Per-connection tcp_retries2 and RFC 1122 compliance

netdev.vger.kernel.org archive mirror
 help / color / mirror / Atom feed

* Per-connection tcp_retries2 and RFC 1122 compliance
@ 2015-02-02 21:05 John Eckersberg
  2015-02-03 14:50 ` Neal Cardwell
  0 siblings, 1 reply; 4+ messages in thread
From: John Eckersberg @ 2015-02-02 21:05 UTC (permalink / raw)
  To: netdev

Greetings,

RFC 1122, section 4.2.3.5 "TCP Connection Failures", states:

  (d)  An application MUST be able to set the value for R2 for
       a particular connection.  For example, an interactive
       application might set R2 to "infinity," giving the user
       control over when to disconnect.

The R2 value referenced above is implemented as the tcp_retries2 sysctl.
However it seems that the only way to tune that value is via the global
sysctl knob.  In other words, there is no provided way to set it only
for a particular connection as RFC 1122 requires.

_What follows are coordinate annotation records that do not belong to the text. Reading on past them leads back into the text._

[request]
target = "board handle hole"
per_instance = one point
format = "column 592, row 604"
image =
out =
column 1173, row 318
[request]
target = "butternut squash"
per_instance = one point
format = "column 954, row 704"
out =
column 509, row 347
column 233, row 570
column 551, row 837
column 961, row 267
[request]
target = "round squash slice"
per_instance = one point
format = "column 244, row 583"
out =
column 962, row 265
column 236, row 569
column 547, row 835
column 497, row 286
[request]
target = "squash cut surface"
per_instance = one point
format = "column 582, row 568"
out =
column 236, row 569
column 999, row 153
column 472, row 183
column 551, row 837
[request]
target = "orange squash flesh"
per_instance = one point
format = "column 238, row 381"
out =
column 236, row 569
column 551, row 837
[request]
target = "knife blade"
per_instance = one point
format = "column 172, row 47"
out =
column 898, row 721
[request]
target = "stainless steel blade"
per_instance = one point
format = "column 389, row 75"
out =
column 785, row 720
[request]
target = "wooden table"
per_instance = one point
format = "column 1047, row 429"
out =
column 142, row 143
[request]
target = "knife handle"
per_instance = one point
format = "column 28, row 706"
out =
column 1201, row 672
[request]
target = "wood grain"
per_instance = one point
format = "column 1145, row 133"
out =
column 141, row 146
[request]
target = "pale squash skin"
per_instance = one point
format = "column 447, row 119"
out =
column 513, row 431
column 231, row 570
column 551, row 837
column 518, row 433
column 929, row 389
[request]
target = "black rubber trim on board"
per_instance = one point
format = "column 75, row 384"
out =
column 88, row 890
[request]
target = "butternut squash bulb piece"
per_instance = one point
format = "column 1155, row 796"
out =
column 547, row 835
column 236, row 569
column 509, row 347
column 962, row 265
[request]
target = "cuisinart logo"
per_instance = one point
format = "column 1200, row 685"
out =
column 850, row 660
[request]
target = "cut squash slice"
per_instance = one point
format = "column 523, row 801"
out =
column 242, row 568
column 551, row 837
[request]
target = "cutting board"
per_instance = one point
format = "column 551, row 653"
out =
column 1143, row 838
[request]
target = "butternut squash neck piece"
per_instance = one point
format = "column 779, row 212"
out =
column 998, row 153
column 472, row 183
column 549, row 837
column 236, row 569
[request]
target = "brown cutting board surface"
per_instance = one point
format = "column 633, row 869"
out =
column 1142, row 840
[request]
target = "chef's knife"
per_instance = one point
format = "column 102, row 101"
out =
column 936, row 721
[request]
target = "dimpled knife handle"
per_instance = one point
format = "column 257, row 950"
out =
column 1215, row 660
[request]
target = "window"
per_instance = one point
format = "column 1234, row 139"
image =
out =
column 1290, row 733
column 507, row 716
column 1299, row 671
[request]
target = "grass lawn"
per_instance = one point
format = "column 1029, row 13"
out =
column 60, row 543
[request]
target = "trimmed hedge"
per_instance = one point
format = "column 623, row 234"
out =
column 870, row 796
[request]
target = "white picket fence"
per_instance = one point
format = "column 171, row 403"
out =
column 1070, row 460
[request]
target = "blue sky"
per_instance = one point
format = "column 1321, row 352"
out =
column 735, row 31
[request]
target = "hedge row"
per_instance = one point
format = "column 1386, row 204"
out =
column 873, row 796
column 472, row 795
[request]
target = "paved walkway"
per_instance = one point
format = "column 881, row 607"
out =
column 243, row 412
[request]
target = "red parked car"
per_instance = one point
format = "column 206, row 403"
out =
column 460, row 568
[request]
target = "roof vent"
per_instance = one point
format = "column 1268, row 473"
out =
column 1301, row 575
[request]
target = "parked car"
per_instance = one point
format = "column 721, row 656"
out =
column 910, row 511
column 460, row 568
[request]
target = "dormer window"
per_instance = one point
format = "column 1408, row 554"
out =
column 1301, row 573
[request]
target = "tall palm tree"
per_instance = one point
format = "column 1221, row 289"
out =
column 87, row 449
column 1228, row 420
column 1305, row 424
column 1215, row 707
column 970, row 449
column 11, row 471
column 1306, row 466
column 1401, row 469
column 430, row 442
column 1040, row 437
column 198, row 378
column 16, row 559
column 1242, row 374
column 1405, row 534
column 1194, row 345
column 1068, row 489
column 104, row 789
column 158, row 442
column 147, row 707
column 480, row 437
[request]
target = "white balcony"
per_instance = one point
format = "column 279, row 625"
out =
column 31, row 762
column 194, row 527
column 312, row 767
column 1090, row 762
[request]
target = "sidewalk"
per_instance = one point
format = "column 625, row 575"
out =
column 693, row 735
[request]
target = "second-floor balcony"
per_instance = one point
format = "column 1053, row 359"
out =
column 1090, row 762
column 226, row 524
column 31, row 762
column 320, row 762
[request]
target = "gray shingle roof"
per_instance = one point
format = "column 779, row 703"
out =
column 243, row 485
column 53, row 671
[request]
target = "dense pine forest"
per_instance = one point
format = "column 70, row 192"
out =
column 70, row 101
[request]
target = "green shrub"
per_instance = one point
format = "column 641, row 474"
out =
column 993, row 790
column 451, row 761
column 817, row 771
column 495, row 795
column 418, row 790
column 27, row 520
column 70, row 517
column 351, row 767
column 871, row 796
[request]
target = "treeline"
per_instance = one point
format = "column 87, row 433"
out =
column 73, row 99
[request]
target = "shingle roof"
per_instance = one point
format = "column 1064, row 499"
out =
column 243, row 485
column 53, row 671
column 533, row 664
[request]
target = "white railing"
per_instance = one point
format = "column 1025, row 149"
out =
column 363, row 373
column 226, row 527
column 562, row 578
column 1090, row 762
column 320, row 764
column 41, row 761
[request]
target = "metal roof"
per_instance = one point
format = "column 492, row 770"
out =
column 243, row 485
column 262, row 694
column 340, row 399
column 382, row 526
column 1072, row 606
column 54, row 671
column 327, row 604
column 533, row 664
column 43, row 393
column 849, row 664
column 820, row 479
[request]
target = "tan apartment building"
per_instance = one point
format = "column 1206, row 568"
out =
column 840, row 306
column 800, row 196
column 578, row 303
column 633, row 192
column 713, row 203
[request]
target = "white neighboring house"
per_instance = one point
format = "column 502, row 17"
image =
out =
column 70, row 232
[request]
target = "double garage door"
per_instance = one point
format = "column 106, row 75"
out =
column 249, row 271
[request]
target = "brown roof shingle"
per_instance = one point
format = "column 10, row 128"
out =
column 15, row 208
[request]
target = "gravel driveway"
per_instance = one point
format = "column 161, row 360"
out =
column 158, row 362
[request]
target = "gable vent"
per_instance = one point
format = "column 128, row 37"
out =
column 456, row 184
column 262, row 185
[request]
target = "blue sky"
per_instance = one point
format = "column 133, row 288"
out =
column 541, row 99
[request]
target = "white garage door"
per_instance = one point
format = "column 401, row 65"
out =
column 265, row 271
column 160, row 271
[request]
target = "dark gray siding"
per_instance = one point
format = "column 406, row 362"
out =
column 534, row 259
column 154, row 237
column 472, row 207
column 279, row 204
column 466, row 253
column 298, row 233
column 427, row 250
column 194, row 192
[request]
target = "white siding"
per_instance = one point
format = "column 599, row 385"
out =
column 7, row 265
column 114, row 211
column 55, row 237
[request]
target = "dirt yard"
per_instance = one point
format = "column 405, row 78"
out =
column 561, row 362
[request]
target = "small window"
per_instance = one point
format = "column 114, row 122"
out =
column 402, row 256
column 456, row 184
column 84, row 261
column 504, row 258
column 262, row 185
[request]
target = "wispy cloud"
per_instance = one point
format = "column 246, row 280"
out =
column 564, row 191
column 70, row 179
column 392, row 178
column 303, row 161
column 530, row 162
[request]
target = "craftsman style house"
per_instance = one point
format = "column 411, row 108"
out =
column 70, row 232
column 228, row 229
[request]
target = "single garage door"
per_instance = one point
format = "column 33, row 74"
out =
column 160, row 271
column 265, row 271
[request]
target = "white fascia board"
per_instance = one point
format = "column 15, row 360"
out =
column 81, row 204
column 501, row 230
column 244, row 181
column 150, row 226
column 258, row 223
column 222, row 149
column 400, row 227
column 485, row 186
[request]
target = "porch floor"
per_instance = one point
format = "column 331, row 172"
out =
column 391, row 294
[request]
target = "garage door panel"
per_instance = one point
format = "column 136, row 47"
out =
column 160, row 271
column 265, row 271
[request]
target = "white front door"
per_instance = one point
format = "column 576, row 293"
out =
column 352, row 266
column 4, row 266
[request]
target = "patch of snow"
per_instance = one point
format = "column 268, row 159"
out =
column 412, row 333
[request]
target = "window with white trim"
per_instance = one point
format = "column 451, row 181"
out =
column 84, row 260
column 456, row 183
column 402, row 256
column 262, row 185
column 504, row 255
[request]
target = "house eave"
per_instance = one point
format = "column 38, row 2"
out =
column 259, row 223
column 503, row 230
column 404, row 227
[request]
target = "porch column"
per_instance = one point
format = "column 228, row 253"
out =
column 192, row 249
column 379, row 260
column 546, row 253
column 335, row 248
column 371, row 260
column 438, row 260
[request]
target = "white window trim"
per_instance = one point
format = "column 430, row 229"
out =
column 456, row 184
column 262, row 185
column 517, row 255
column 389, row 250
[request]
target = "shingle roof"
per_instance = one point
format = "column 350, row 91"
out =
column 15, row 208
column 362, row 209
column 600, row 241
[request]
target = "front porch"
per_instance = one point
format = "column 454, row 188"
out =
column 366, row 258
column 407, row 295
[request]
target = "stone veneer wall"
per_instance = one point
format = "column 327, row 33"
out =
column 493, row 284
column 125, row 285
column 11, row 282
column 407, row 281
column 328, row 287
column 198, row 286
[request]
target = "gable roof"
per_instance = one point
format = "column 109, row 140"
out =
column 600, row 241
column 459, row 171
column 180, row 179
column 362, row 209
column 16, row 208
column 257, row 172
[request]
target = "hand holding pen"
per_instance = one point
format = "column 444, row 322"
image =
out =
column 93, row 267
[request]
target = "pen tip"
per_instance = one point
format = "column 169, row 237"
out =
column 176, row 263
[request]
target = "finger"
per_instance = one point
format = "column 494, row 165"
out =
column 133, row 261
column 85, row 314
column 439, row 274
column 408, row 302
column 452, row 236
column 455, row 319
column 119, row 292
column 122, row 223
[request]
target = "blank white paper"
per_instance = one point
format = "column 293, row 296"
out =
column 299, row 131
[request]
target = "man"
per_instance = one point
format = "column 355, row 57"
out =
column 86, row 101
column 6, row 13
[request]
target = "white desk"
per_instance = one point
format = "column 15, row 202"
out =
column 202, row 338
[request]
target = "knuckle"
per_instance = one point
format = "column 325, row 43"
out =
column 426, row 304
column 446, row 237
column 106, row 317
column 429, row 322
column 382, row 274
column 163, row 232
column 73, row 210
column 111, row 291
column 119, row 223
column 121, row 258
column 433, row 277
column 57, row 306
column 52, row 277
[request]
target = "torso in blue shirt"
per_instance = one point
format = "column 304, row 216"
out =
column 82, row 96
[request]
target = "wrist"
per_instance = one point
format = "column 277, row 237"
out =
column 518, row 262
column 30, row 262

Could someone confirm that this is a legitimate bug/deficiency?  Or am I
just missing something?  If this is a real bug, I would be willing to
put a patch together to fix it although I will probably require some
handholding (this would be my first contribution to the kernel).

Thanks,
John

^ permalink raw reply	[flat|nested] 4+ messages in thread

* Re: Per-connection tcp_retries2 and RFC 1122 compliance
  2015-02-02 21:05 Per-connection tcp_retries2 and RFC 1122 compliance John Eckersberg
@ 2015-02-03 14:50 ` Neal Cardwell
  2015-02-03 18:11   ` John Eckersberg
  0 siblings, 1 reply; 4+ messages in thread
From: Neal Cardwell @ 2015-02-03 14:50 UTC (permalink / raw)
  To: John Eckersberg; +Cc: Netdev

On Mon, Feb 2, 2015 at 4:05 PM, John Eckersberg <jeckersb@redhat.com> wrote:
> Greetings,
>
> RFC 1122, section 4.2.3.5 "TCP Connection Failures", states:
>
>   (d)  An application MUST be able to set the value for R2 for
>        a particular connection.  For example, an interactive
>        application might set R2 to "infinity," giving the user
>        control over when to disconnect.
>
> The R2 value referenced above is implemented as the tcp_retries2 sysctl.
> However it seems that the only way to tune that value is via the global
> sysctl knob.  In other words, there is no provided way to set it only
> for a particular connection as RFC 1122 requires.
>
> Could someone confirm that this is a legitimate bug/deficiency?  Or am I
> just missing something?

I believe the functionality you are looking  for is the
TCP_USER_TIMEOUT socket option:

commit dca43c75e7e545694a9dd6288553f55c53e2a3a3
Author: Jerry Chu <hkchu@google.com>
Date:   Fri Aug 27 19:13:28 2010 +0000

    tcp: Add TCP_USER_TIMEOUT socket option.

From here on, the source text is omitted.